Being raised in the jewish faith I have distaste and absolute hatred for this war criminal.Soros, was a young man and was of the age of responsibility according to talmudic law. As such, he should be tried for war crimes and collaboration. He did not have to take part in this evil.
Mr Welch you say do not read a book by Glenn Beck on George Soros - well that is easy as Mr Beck has never written a book about Mr Soros. If you have a problem with a book that Mr Beck has written (and are not just engaged in Beck bashing - in order to please the left) then please explain what your specific problem is.
As for George Soros - I do not need Glenn Beck to tell me the man is no good. The books Mr Soros has himself written tell me that - for example he attacks Hayek and supports Central Bank credit money expansion.
By the way Karl Popper (who Soros claims as a mentor) was a friend of Hayek - and would never have supported this "create more money and we will all be rich" drivil. I think that Mr Soros does not really believe this nonsense himself - his is just spreading it to help in his plans to destroy the United States (a nation for which he has a fanatical hatred).
But what I do need Glenn Beck for is to tell me exactly what groups Mr Soros is putting money into (either directly or via the Tides Foundation).
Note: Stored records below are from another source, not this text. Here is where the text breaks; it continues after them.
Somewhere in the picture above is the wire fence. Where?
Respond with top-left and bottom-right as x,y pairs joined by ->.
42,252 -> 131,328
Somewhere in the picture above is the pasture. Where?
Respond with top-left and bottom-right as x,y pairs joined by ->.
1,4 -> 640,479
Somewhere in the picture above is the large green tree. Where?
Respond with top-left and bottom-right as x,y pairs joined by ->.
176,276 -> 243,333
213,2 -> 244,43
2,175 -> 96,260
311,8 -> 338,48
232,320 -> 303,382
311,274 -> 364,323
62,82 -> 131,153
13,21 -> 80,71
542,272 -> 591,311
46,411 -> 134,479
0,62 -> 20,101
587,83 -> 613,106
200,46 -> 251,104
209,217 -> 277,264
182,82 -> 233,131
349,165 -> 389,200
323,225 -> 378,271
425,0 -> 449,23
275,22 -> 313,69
Like Karl Marx before him, George Soros hates Jews (even though he is of Jewish ancestry) and Mr Soros funds organizations in the Middle East dedicated to wipeing Israel off the map.
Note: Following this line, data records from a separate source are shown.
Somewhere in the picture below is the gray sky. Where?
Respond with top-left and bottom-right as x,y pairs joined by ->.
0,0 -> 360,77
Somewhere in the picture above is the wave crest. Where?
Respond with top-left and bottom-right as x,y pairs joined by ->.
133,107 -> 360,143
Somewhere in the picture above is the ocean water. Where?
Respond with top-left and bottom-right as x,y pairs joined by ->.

In the United States Mr Soros funds organizations that employ many Marxists (so much for his pose of being an "anti totalitarian"), and are dedicated to "world governance" - i.e. a future where there would be no freedom anywhere (no where to run to) where life could be summed up as a boot comming down upon a human face - for ever.
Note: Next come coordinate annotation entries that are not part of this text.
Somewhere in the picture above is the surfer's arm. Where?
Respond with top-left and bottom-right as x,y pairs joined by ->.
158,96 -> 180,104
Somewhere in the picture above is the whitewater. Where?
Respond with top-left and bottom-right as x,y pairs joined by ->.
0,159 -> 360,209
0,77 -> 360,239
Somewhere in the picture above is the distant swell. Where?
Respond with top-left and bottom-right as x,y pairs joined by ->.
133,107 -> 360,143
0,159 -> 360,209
This is almost the exact opposite of what Karl Popper meant by the "Open Society".
Mr Welsh you also seem to not get the point about the family of Mr Soros - for example the mother who hated Jews (even though she was Jewish) and the father who was so obessed with dreams of world government that he created names for his family in a made up world language.
Mr Soros coud have changed his name back (or sought to investigate his Jewish roots - in order to see if Judaism really was just the silly nonsense his parents taught him it was), but he choose not to.
You also totally ignore the facts that George Soros funds various anti Israeli groups (including in the Middle East) and that he funds many Marxist employing groups in the United States.
These facts (and they are facts) would lead any reasonable person to the conclusion that Glenn Beck is correct - and you are wrong.